Scott Horton's one smart fella, and he's all OVER the machinations of Karl Rove to escape justice. He more or less assumes a Chimperial pardon. But "The horse may talk," and Rove can't take any chances, given his record. If he were sentenced for only half of his misdeeds, he'd face centuries in the jug. So he's bending every effort to complicate the appointment of Obama's choice for AG. From his "No Comment" site at Harper's, yesterday, Horton opined fiercely on how the porcine political procurer and provocateur is squirming, trying to avoid his fate by positioning himself as the next generation GOP "Leader."
Really!
Ever since the election, and indeed starting from early October when it became clear that 2008 would be an anti-Republican blowout, the Beltway bloviators have focused their speculation on one question: who would assume the mantle of leadership for the Republicans after the catastrophe? Would it be their presidential nominee, John McCain? Or perhaps Mitch McConnell, a survivor of the massacre and the leader of the Senate Republicans? Their George Hamilton-look-alike House leader, John Boehner? Or their leader-in-the-wings, Newt Gingrich, prepared to make a return to center stage like DeGaulle’s trek from Colombey-les-deux-Églises as the Algerian conflict brought France to a fall? Today we have the answer. The man to whom the Republicans turn to lead them out of the Sinai is Karl Rove. He’s been the party’s brains and spirit for the last decade, and a large number of Republican elected officials are happy to adopt his schemes to help achieve a comeback. No need to reflect on the inherent merits of the policy decisions they implicate.Here's why I admire Horton's acumen: next paragraph he 'splains the whole thing.
Where do we see the evidence of Rove’s rise? The Republican strategists have decided that they will wage a war over one of Obama’s cabinet picks: his nomination of Eric Holder to be Attorney General. Their basis for opposing the Holder nomination will be that he was instrumental in securing a pardon for fugitive financier Marc Rich in the waning days of the Clinton administration. As Obama put the Holder nomination on the table, he received assurances from leading Republicans, including Judiciary Committee ranking member Arlen Specter, that, while there would be some questions about the Rich matter, Holder could expect smooth sailing. Suddenly, however, this has shifted, and it is increasingly clear why: Rove urged leading Senate Republicans to take on Holder. This weekend, we learn Rove’s advice was taken and Karl Rove had been tapped to serve as lead strategist in this effort. True to form, Rove was busy telling the Today Show’s Matt Lauer that Holder was the “one controversial nominee.”Why, it's Eric Holder! Why is it Eric Holder? Horton says:
I think. Karl Rove has his own agenda at Justice. The Senate Judiciary Committee’s report on the U.S. Attorneys scandal identified the individual whose manipulations produced the firings of eight of the country’s best U.S. Attorneys so they could be replaced with partisan hacks: Karl Rove. The Justice Department’s Inspector General hints at just the same conclusion, but notes that it was thwarted from completing its study by the refusal of Karl Rove and those who worked for him to cooperate with the probe. When the House Judiciary Committee subpoenaed Rove to testify on these same issues, and his nefarious role in the prosecution of Alabama Governor Don E. Siegelman, Rove failed to appear, chosing instead to vacation with post-Soviet Mafiosi at a Crimean resort favored by Stalin. Now a special prosecutor is looking closely into Rove’s dealings and speculation that he may face criminal charges mounts.That's some analyzing, folks, though it leads to the conclusion that Rove will indeed and inevitably get his pardon for X-Mas...

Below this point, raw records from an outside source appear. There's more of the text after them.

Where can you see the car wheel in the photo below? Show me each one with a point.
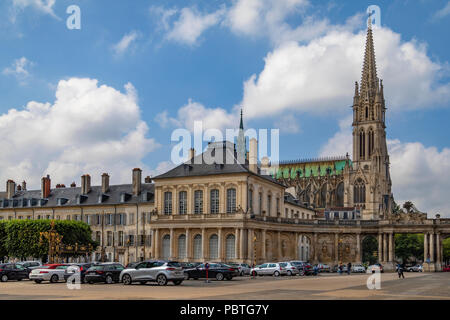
(219, 276)
(108, 279)
(161, 280)
(126, 279)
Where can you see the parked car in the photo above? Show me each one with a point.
(30, 265)
(244, 269)
(358, 268)
(12, 271)
(323, 267)
(48, 272)
(75, 268)
(373, 268)
(416, 268)
(304, 268)
(104, 272)
(269, 269)
(215, 270)
(158, 270)
(291, 270)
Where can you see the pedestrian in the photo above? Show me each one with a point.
(400, 271)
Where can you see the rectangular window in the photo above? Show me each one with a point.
(182, 202)
(198, 202)
(214, 201)
(168, 203)
(231, 200)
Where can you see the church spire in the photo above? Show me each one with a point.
(369, 80)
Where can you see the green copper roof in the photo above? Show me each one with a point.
(314, 169)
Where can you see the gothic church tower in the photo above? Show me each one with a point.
(370, 179)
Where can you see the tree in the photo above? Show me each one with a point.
(409, 246)
(23, 236)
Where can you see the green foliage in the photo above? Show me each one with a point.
(369, 247)
(409, 247)
(23, 236)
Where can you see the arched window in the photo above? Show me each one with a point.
(340, 195)
(230, 248)
(197, 247)
(231, 200)
(214, 247)
(198, 202)
(167, 202)
(323, 196)
(182, 202)
(166, 247)
(182, 247)
(214, 199)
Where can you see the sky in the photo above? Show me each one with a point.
(107, 97)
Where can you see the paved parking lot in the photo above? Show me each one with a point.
(326, 286)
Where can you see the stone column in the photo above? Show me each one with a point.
(336, 248)
(263, 245)
(358, 248)
(172, 244)
(279, 246)
(380, 247)
(156, 243)
(241, 246)
(220, 244)
(236, 244)
(204, 244)
(188, 245)
(432, 247)
(391, 247)
(250, 253)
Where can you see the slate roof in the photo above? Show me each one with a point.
(117, 194)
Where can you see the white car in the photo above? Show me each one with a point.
(269, 269)
(358, 268)
(52, 273)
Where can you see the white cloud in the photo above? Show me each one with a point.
(44, 6)
(188, 25)
(125, 43)
(212, 118)
(19, 69)
(443, 12)
(419, 174)
(90, 128)
(319, 76)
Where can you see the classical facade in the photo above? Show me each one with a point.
(363, 182)
(220, 206)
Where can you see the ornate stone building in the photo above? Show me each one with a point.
(363, 182)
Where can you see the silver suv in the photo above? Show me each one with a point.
(159, 271)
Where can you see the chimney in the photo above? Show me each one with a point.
(85, 184)
(10, 189)
(137, 181)
(191, 154)
(253, 156)
(45, 187)
(105, 183)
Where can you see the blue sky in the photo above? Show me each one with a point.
(188, 58)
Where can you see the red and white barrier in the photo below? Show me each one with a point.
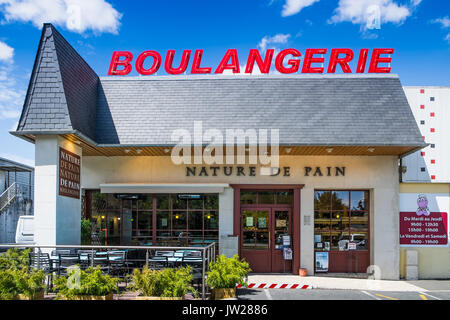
(275, 286)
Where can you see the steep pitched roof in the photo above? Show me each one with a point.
(65, 96)
(62, 92)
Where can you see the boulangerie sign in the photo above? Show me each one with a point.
(69, 174)
(286, 61)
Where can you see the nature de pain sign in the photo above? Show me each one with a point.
(69, 174)
(286, 61)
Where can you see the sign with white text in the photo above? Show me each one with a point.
(69, 174)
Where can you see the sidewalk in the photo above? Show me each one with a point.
(327, 282)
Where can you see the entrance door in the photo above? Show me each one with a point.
(262, 234)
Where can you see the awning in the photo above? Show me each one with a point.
(163, 187)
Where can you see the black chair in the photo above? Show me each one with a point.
(57, 252)
(168, 253)
(67, 261)
(101, 260)
(42, 261)
(118, 263)
(158, 262)
(194, 260)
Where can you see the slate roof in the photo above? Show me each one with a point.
(308, 110)
(62, 92)
(66, 96)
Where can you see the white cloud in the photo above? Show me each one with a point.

This is not Rove’s first brush with the law. He clearly was also involved in the outing of covert CIA agent Valerie Plame, and he lied about it to a grand jury. He narrowly escaped being indicted for this criminal conduct by Patrick Fitzgerald. And in all of these dealings, Rove has held an ace in the hole—political appointees at the Justice Department have undermined the inquiries into him and furnished him with highly improbable cover to avoid answering to Congress. Thus no one in Washington faces greater exposure as a result of the changing of the guard at the Justice Department than Karl Rove.
Thus it appears Rove has two objectives in taking on Holder. The first is to delay the turnover in the attorney general’s office as long as he can, providing more time in which his misconduct can enjoy the cloak of nefarious secret opinions of the Office of Legal Counsel and the attorney general’s own wink-and-nod. The second is to tar Holder as a political player, so that if charges are brought against Rove in the coming administration—as appears increasingly likely, unless Rove gets the pardon he wants for Christmas—Rove can bellow charges of “politics.” The charges would, of course, be brought by a special prosecutor appointed by Bush’s attorney general. But that’s just the sort of detail that frequently gets lost in the political belching that emanates from the nation’s capitol.